CRAIG CLOKE was in tears when Whites’ fate was sealed after Saturday’s epic at Tonbridge.
Clokey – who must be odds-on favourite to scoop the Player of the Year awards this season – could not believe that his beloved home-town club had sunk to the fourth step of non-league football.
He said: “I was just in shock. This club means a lot to me. I’ve grown up either watching or playing for Dover Athletic – and it was just too much for me when the ref blew his whistle at the end.
“It brought many tears to my eyes. I remember, when I was a kid, watching David Leworthy score goals for fun for us when we were in the Conference. I remember all the big crowds and the buzz of knowing that Dover Athletic were one of the top non league clubs in the country.
“Now we’re in Ryman One – and I was just so gutted because we really believed we had a chance of pulling off a miracle escape.
“I just stood there crying and didn’t want to go back to the dressing rooms. I waited outside for a while with the Dover fans, who have been brilliant this season. Braz (Daniel Braithwaite) put his arm around me and consoled me – as I’m just a young lad.
“For me Dover Athletic means everything. I am a Dover boy and have come through the ranks. To see us drop down three divisions is heartbreaking.”
However, Clokey insists that the mood in the dressing room is a united one and the message from the players to the fans is – “We’ll be giving everything we’ve got to get Dover Athletic promoted next season.”
You could have heard a pin drop in the Whites changing room immediately after the match. The great fight was over after a brave effort since January to claw back a 15-point gap.
Ultimately, it proved too big a challenge for the young players.

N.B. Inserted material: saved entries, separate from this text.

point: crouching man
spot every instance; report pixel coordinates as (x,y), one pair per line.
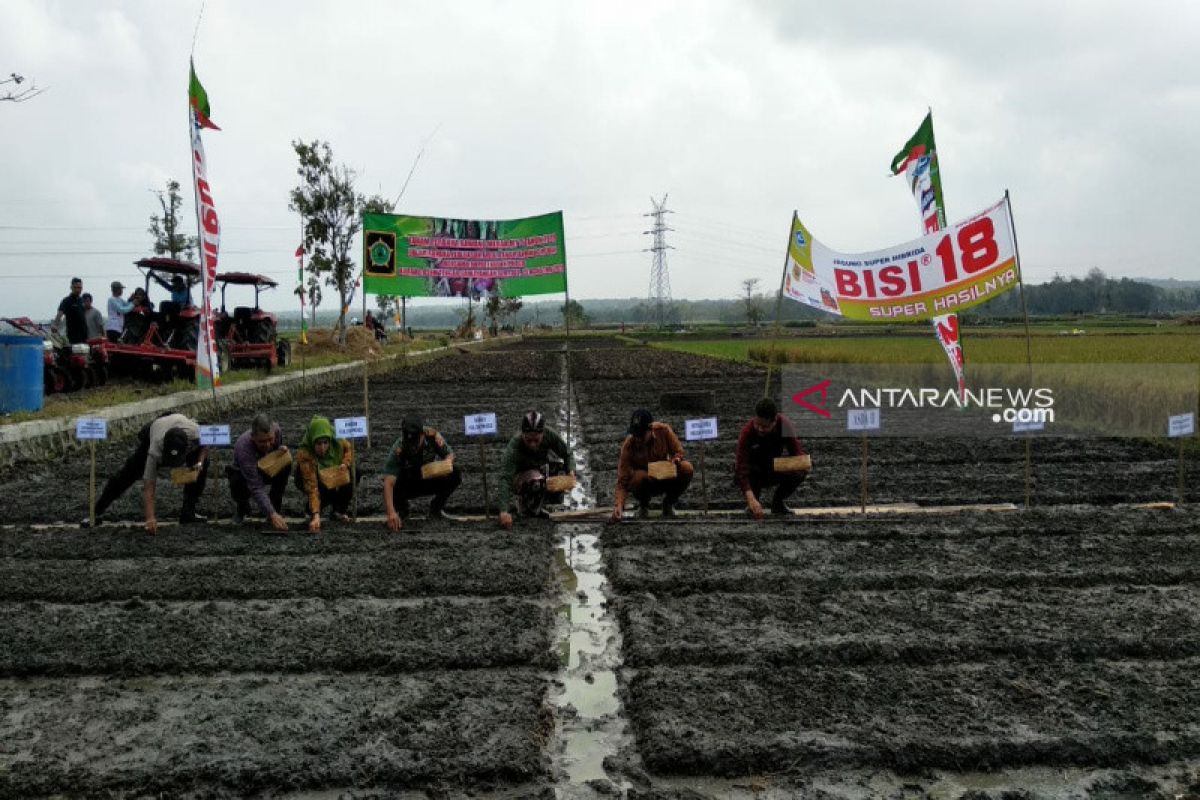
(649,447)
(171,441)
(767,437)
(421,463)
(259,471)
(529,458)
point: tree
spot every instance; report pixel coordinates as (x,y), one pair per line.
(331,212)
(388,306)
(573,313)
(15,95)
(499,310)
(167,238)
(753,301)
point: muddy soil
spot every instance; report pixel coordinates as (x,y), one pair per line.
(892,656)
(999,551)
(220,661)
(1051,651)
(241,735)
(936,471)
(756,719)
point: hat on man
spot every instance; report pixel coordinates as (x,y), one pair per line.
(174,447)
(533,422)
(412,427)
(640,422)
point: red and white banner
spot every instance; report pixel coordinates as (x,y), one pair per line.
(208,373)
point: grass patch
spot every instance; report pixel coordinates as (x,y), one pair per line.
(1102,348)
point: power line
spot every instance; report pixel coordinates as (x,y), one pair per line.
(660,280)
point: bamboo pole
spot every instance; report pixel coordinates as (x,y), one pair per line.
(1029,350)
(779,306)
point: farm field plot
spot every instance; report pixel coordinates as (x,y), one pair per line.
(610,384)
(1048,653)
(906,657)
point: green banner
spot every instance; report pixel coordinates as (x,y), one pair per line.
(438,257)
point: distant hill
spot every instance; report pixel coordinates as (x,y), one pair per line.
(1170,283)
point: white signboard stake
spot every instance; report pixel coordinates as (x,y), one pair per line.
(352,427)
(90,429)
(863,419)
(481,425)
(1179,427)
(701,431)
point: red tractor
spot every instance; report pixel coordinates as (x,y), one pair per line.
(66,367)
(250,335)
(162,342)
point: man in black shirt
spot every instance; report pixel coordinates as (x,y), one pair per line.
(72,310)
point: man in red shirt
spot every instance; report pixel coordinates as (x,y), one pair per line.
(647,441)
(768,435)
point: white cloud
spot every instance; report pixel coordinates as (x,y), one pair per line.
(742,112)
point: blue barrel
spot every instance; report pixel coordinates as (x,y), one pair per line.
(21,373)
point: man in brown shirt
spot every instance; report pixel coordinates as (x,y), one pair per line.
(648,441)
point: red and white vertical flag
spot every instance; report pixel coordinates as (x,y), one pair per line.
(208,374)
(918,162)
(304,320)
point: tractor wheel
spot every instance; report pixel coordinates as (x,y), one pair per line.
(184,340)
(55,380)
(262,332)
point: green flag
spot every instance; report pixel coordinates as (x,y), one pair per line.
(921,144)
(199,100)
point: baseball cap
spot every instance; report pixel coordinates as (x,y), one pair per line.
(174,447)
(412,426)
(640,421)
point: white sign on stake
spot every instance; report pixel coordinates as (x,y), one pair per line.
(700,429)
(1029,426)
(1181,425)
(863,419)
(214,435)
(91,428)
(351,427)
(479,425)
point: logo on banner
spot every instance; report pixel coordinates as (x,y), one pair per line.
(821,389)
(381,248)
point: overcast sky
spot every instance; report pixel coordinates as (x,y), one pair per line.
(742,112)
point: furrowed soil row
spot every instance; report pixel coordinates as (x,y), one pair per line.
(749,720)
(785,566)
(419,539)
(239,735)
(415,573)
(941,470)
(917,626)
(139,637)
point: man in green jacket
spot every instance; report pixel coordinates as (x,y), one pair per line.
(417,447)
(529,458)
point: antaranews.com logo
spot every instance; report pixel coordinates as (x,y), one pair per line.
(1008,404)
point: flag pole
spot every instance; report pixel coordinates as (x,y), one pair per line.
(205,320)
(1029,348)
(779,307)
(366,359)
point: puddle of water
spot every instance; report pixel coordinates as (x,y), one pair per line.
(591,720)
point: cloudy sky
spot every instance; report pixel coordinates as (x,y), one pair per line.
(739,110)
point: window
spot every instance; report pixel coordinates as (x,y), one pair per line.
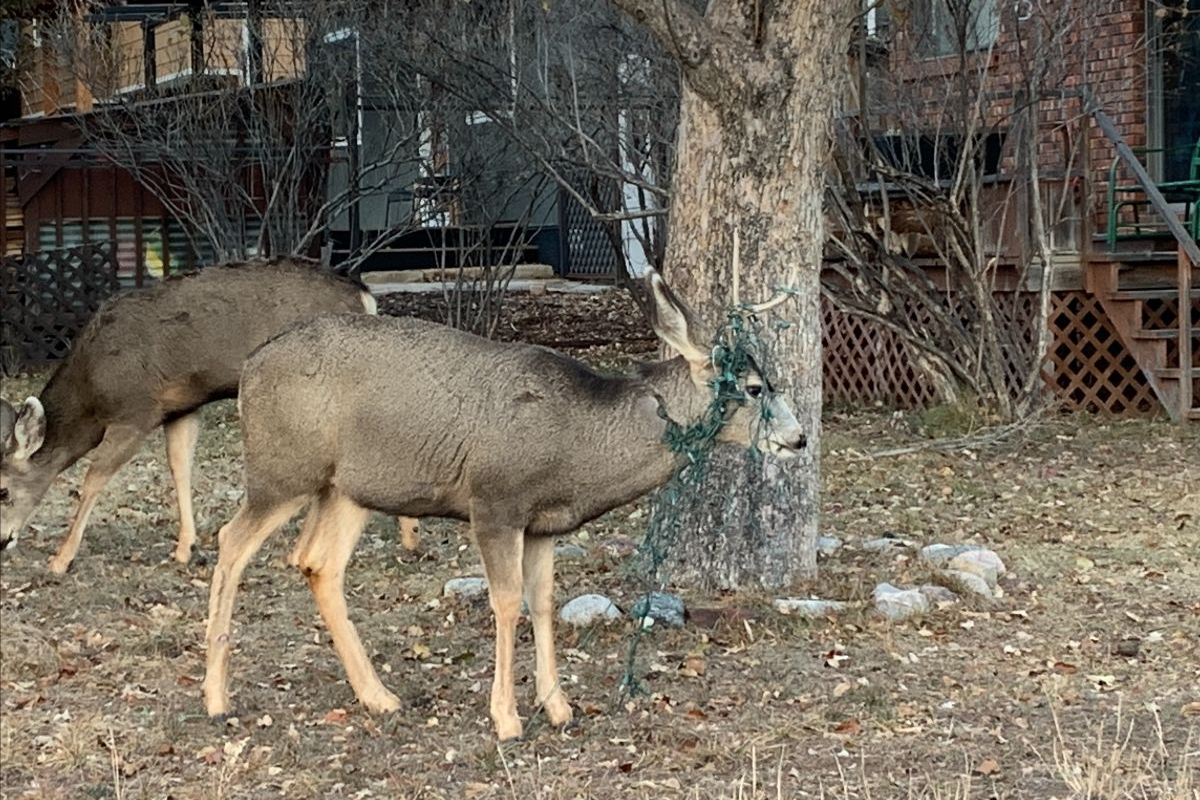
(949,26)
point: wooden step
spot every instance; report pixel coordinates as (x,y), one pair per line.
(1152,294)
(1173,373)
(1162,334)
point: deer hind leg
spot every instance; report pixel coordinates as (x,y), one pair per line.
(502,551)
(539,579)
(118,446)
(329,536)
(409,533)
(237,543)
(181,434)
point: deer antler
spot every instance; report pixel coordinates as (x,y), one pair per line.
(781,293)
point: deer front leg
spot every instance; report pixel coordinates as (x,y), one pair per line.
(502,549)
(117,447)
(539,579)
(331,530)
(181,434)
(409,533)
(237,543)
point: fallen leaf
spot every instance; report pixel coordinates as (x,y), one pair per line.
(849,727)
(988,767)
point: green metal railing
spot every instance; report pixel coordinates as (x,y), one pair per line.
(1137,196)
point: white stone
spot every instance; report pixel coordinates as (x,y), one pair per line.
(810,608)
(828,545)
(569,551)
(899,603)
(587,609)
(940,553)
(971,582)
(465,588)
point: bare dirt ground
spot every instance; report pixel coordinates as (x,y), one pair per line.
(1081,681)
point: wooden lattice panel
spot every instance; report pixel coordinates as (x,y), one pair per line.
(49,296)
(868,364)
(1090,367)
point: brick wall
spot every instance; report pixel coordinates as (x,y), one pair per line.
(1095,43)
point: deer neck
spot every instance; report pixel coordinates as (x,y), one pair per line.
(71,428)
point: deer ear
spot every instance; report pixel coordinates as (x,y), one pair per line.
(28,431)
(675,324)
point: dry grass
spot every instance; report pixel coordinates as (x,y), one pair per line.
(1024,698)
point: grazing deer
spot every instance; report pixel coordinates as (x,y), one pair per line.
(354,413)
(150,359)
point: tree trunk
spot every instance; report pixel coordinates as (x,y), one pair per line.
(761,82)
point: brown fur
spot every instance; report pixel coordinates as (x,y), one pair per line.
(154,356)
(352,413)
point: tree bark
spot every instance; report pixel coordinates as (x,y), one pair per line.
(761,82)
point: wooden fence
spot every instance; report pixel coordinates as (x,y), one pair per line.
(1089,368)
(48,296)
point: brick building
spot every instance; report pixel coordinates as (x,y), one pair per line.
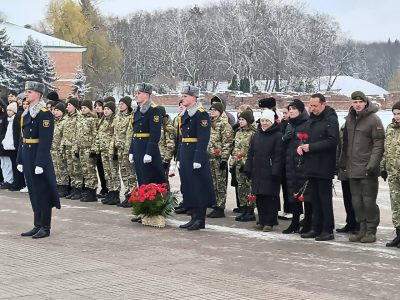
(67,57)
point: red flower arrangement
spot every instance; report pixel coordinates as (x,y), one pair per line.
(251,197)
(239,155)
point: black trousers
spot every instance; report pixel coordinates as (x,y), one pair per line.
(100,170)
(348,206)
(321,200)
(42,218)
(267,208)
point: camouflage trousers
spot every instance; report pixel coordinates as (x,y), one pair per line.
(74,168)
(111,172)
(394,187)
(60,167)
(219,181)
(88,168)
(128,174)
(244,189)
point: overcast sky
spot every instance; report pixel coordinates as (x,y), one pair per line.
(362,20)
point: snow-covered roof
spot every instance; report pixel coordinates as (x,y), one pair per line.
(18,35)
(345,85)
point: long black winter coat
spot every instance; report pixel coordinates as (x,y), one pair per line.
(323,131)
(265,161)
(295,177)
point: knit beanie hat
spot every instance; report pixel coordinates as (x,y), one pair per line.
(74,102)
(298,104)
(247,114)
(110,105)
(268,115)
(127,100)
(218,106)
(88,104)
(396,106)
(357,95)
(61,107)
(53,96)
(13,106)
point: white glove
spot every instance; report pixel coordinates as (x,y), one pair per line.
(196,166)
(38,170)
(147,159)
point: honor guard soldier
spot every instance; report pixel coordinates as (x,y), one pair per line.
(193,161)
(34,159)
(144,150)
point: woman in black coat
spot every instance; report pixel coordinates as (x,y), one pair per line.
(295,178)
(264,167)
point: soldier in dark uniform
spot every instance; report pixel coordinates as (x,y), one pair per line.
(34,159)
(144,150)
(193,161)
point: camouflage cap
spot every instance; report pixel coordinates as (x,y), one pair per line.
(144,88)
(35,86)
(191,90)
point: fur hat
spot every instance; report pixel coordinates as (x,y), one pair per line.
(191,90)
(267,103)
(35,86)
(358,95)
(268,115)
(110,105)
(13,107)
(61,107)
(87,103)
(144,88)
(247,114)
(53,95)
(298,104)
(218,106)
(74,102)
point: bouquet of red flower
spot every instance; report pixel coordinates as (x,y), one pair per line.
(153,202)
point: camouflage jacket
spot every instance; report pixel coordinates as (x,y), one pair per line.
(58,133)
(104,139)
(121,123)
(70,129)
(391,156)
(167,140)
(221,139)
(241,145)
(86,132)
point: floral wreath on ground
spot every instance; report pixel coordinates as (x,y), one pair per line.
(153,202)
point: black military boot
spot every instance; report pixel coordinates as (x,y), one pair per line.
(77,195)
(217,213)
(396,241)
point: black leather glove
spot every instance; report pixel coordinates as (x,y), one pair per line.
(222,165)
(384,175)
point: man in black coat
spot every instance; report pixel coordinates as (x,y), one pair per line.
(34,159)
(319,165)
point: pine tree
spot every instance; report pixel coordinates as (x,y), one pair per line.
(79,85)
(235,84)
(33,64)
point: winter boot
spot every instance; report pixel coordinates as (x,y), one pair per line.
(358,236)
(249,216)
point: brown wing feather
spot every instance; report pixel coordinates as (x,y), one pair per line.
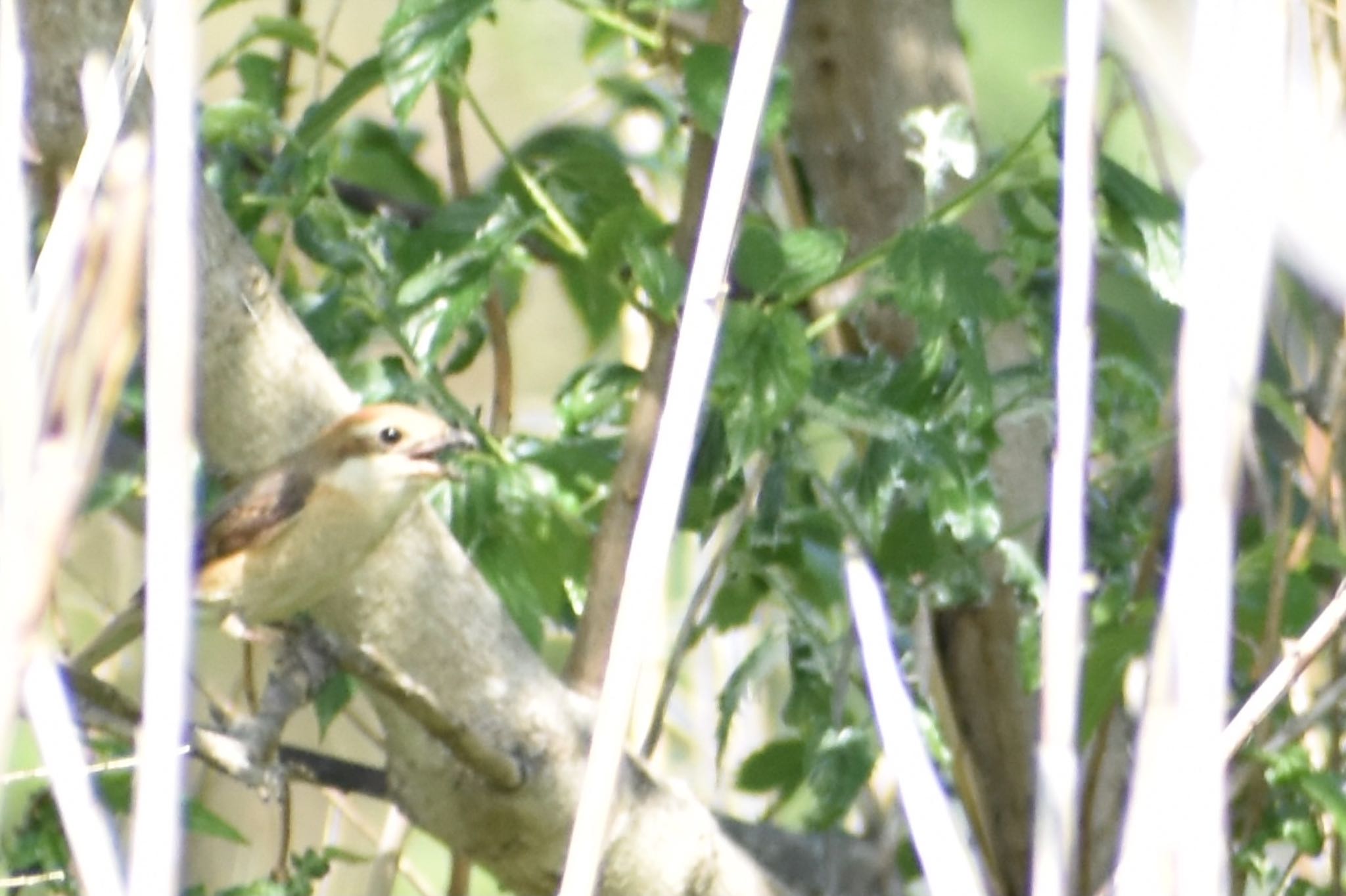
(254,513)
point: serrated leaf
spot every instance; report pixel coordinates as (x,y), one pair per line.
(380,380)
(582,170)
(259,76)
(322,232)
(964,506)
(747,671)
(383,159)
(839,770)
(601,283)
(322,116)
(940,273)
(706,77)
(331,698)
(422,41)
(597,395)
(660,275)
(497,508)
(1326,792)
(737,599)
(810,680)
(812,255)
(758,259)
(777,766)
(444,275)
(762,373)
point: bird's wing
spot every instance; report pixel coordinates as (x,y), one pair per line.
(254,513)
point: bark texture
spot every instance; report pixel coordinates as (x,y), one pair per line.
(860,66)
(266,389)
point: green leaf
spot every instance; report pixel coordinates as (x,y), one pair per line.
(964,505)
(112,487)
(240,122)
(384,160)
(498,508)
(322,116)
(1326,792)
(331,698)
(202,821)
(783,264)
(839,770)
(599,284)
(762,373)
(737,599)
(216,6)
(422,41)
(758,258)
(706,72)
(940,275)
(747,671)
(597,395)
(444,275)
(260,77)
(812,255)
(809,703)
(660,275)
(582,170)
(323,233)
(380,380)
(777,766)
(292,33)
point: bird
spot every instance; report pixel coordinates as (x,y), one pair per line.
(283,540)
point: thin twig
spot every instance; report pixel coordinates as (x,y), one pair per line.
(344,805)
(611,547)
(708,579)
(656,521)
(170,457)
(497,323)
(285,65)
(87,824)
(1063,610)
(1275,686)
(19,435)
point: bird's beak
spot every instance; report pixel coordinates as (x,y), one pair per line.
(436,453)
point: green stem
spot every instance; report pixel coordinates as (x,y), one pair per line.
(571,240)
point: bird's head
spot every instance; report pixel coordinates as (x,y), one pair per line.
(388,450)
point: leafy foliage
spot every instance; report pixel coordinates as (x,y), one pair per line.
(394,277)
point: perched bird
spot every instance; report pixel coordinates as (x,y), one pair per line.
(283,540)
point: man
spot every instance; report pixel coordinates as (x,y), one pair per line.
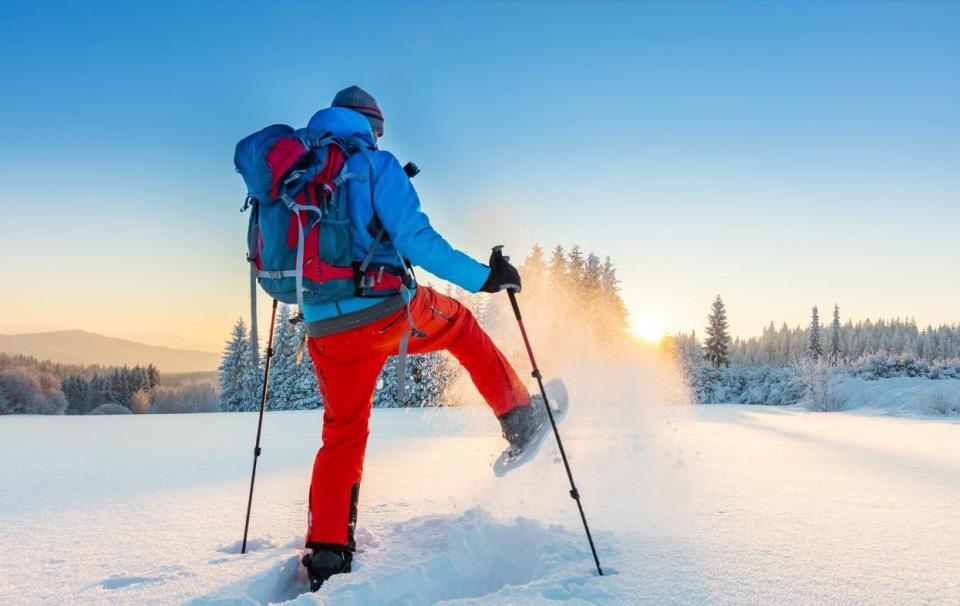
(350,340)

Yet Clokey, who is still just 20 himself, said: “We were soon talking about next season and pre-season. The lads cannot wait for the summer and to get back into pre-season training. We want to right the wrongs of this season and give it a real good go at getting us back into the Premier Division.
“But, to be honest, we want to take the club higher than just the Premier. We want to take Dover all the way back up to where it should be, which is the Conference.”
The Whites kid has ambitions to play in the Football League but is happily committed to Dover’s cause next season. He believes his best chance of playing at the highest possible level will lie in helping Whites to promotion next season and the season after that.
Ideally, he would love to be playing Conference football with Dover in a few seasons, when he will still only be 23.
With that experience under his belt, he will be a much better player. And, although it seems a million miles away at the moment, it is possible.
He said: “There are always scouts watching, even at this level. I just want to go out there and help Dover Athletic. I am a Dover fan. If a big club comes in for me, then of course I’d have to look at it. I’d hope no-one would stand in my way but I wouldn’t just leave to go to another non-league club.
“I’d like to stay and help Dover get all the way back up the leagues. It can certainly be done and, with the board we have at the club now, it’s more possible than perhaps it was last year.
“The directors of the past regime have come in for a bit of stick but ultimately it’s us players who are responsible for the position we’re in.
“Although I must say Clive has made a big difference. He is such a legend and helped my game enormously over the years I’ve known him. He makes you work harder and go that extra yard for him. That is often the difference between winning and losing. He’s a great manager.”
Clokey was also moved by the tributes to Paul Sykes, who sadly passed away last Tuesday evening at the age of 28 after collapsing during Folkestone’s Kent Senior Cup semi-final against Margate.
The Dover fans chanted “Syko’s” name at Tonbridge throughout Saturday’s game – and that moved the Whites defender.
He said: “What happened to Syko puts everything in context. When the Dover fans were chanting his name, it really moved me. It was, I guess, a moving day all round. But Syko is a huge loss to Kent football. He was a real blood and guts kind of player and was superb.
“I knew him personally and he had a big influence on my career. When I first got into the first-team squad, Syko was here and I got to know him a bit from being on the bench with him. He used to give me many tips that would help me when I started games for the club.
“He definitely taught me a lot and the atmosphere has been a bit down this week as most of the lads knew him well. Syko was a hero at Dover and he has a lot of friends over here.
“We were all gutted when we heard about it and just hope we can make the Kent Senior Cup final against Margate a fitting memorial for him.”